Handle each verdict per its own rules. Common pattern (see sherlock Phase 2 for the canonical version):
- approve → proceed.
- approve-with-concerns / revise → apply changes, re-invoke if changes are non-trivial.
- redesign → escalate to user; do not silently expand scope.
- reject / needs-more-info → loop back to the relevant analysis step.

Standalone use

A user can invoke this skill directly without a calling skill. Beyond the classic "two markdown docs" form, any of the wider input shapes documented in Inputs contract work standalone too:

red-pen bug:1234567 D45678 — review the Phabricator revision against the Bugzilla bug.
red-pen <abs>/analysis.md foo.patch — review a colleague's patch file against an existing analysis doc.
red-pen <abs>/analysis.md diff — review uncommitted working-tree changes.
red-pen <abs>/analysis.md <commit-sha> — review a specific commit.
red-pen --desc "frob crashes on second call" diff — quick review against a free-text problem description.

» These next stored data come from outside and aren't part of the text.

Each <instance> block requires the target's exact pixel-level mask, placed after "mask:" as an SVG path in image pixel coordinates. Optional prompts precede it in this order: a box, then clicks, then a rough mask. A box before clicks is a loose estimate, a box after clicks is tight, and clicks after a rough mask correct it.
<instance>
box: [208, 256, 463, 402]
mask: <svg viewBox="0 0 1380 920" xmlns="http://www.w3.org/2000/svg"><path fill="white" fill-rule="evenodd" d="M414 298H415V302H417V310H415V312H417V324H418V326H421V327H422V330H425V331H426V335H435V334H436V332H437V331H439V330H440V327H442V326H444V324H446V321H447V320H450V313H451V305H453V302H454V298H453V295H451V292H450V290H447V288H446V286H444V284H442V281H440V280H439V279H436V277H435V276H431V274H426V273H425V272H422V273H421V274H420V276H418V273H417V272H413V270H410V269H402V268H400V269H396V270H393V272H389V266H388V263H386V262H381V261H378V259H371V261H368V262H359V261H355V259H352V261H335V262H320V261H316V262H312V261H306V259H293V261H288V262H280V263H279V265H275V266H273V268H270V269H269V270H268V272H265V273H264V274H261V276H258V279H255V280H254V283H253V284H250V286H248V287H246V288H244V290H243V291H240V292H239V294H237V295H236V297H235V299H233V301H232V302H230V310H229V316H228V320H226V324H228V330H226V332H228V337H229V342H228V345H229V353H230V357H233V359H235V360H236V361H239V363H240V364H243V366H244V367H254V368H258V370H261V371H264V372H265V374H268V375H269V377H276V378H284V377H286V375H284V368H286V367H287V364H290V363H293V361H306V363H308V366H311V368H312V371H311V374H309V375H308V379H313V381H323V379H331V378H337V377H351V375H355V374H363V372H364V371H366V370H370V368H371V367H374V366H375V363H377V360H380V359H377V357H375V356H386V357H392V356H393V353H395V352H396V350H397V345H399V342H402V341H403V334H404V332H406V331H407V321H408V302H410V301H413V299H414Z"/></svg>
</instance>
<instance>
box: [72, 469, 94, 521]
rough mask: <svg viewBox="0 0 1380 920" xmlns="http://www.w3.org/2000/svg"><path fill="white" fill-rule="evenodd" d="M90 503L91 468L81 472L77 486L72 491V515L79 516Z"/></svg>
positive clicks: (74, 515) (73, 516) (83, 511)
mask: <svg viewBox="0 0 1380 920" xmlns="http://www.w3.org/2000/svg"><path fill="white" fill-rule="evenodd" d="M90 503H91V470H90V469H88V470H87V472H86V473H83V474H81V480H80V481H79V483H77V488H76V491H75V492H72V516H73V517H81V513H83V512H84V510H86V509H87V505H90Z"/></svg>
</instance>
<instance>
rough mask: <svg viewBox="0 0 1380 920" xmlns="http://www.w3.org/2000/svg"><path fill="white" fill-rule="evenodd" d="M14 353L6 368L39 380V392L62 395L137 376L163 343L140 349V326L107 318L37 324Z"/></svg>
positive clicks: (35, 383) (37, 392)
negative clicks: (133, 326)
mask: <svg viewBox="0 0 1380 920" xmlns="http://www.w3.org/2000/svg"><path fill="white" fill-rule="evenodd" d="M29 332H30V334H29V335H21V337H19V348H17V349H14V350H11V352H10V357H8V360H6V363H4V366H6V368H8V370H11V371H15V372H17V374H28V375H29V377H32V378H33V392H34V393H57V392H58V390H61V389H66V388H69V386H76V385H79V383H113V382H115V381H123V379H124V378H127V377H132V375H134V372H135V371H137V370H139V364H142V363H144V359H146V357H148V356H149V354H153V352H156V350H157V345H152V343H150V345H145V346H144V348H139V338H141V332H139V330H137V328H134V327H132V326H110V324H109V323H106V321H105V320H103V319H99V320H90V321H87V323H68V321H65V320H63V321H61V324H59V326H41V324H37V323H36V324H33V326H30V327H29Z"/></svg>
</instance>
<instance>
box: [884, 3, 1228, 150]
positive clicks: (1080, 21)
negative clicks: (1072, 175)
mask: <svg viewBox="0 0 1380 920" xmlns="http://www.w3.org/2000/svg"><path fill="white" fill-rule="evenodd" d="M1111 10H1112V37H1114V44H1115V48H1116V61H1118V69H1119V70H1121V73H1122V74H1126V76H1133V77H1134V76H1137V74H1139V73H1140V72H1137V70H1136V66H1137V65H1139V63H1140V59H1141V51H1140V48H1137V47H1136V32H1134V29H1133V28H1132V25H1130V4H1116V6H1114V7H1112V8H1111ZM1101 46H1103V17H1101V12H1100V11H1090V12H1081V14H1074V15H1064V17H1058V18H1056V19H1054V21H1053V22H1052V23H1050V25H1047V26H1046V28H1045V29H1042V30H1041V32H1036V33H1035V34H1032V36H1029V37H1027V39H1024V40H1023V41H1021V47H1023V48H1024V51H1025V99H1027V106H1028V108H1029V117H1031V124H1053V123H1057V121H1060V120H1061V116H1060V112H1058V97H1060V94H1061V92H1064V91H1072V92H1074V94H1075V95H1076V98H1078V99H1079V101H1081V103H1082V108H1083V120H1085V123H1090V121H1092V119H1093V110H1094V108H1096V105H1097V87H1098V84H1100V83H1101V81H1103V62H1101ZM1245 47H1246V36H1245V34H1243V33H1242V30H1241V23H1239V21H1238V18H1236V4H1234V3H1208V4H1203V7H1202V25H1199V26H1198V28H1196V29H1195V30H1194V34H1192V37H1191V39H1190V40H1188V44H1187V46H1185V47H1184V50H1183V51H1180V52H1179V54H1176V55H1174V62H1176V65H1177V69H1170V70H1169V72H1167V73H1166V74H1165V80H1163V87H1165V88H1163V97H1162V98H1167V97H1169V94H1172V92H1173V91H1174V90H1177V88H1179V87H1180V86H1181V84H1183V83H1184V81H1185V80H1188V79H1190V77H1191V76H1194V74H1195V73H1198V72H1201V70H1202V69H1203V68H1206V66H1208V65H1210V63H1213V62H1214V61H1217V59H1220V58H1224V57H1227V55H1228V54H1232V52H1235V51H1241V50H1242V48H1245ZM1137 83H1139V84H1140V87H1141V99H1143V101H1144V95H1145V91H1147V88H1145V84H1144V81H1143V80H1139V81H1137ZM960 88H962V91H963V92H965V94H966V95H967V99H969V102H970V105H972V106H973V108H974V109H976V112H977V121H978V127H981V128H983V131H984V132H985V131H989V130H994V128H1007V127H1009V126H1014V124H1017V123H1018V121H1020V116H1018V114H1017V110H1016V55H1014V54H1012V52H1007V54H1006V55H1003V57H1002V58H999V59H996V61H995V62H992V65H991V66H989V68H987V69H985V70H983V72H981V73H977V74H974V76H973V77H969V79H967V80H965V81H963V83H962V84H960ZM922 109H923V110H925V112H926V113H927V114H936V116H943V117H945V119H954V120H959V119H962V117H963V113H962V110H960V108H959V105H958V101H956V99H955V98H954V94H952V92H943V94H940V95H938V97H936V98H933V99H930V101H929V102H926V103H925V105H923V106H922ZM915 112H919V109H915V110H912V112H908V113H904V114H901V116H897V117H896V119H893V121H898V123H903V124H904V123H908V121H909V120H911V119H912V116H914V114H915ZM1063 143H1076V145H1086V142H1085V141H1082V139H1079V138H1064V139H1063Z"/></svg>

Useful for vetting a proposed fix from a colleague's RCA write-up, a Phabricator revision out for review, or your own in-progress changes before posting.

Hard rules for this skill

Never include conclusions in the reviewer prompt — only paths. The same applies to the intake and distiller subagent prompts: pass descriptors and output paths, never embed prior analysis or summaries.
Never invoke red-pen-critic more than once per skill run. The adapter subagents (red-pen-intake, red-pen-distiller) are each invoked at most once, and only before the critic. Order is fixed: intake → distiller → critic, sequential. None run in parallel. If the caller wants iteration, it invokes the skill again with revised inputs.
Never modify the analysis doc or solutions doc, nor any user-supplied source artifact (Bugzilla bug, patch file, git commit, working tree, remote repo). The skill writes the review doc and any number of scratch transport docs in ~/.codex/red-pen-scratch/<run-id>/; everything else is read-only.
The distiller doc is mechanical-only (provenance + raw diff). Do not let the distiller editorialize. The critic reads the diff itself; it does not need a human-readable summary.

Future work

red-pen-loop (deferred). An iteration-driver skill that reads the verdict and either re-invokes the critic on revised inputs (approve-with-concerns, revise) or surfaces to the user (redesign, reject, needs-more-info). Two open design questions block this: (1) the revise verdict needs an "applier" subagent that mutates a copy of the solutions doc without violating the no-mutation rule above; (2) sherlock already encodes the verdict-ladder loop in its Phase 2, so a generic loop skill is only worth building once a non-sherlock caller appears. Build separately; do not embed iteration logic in this skill.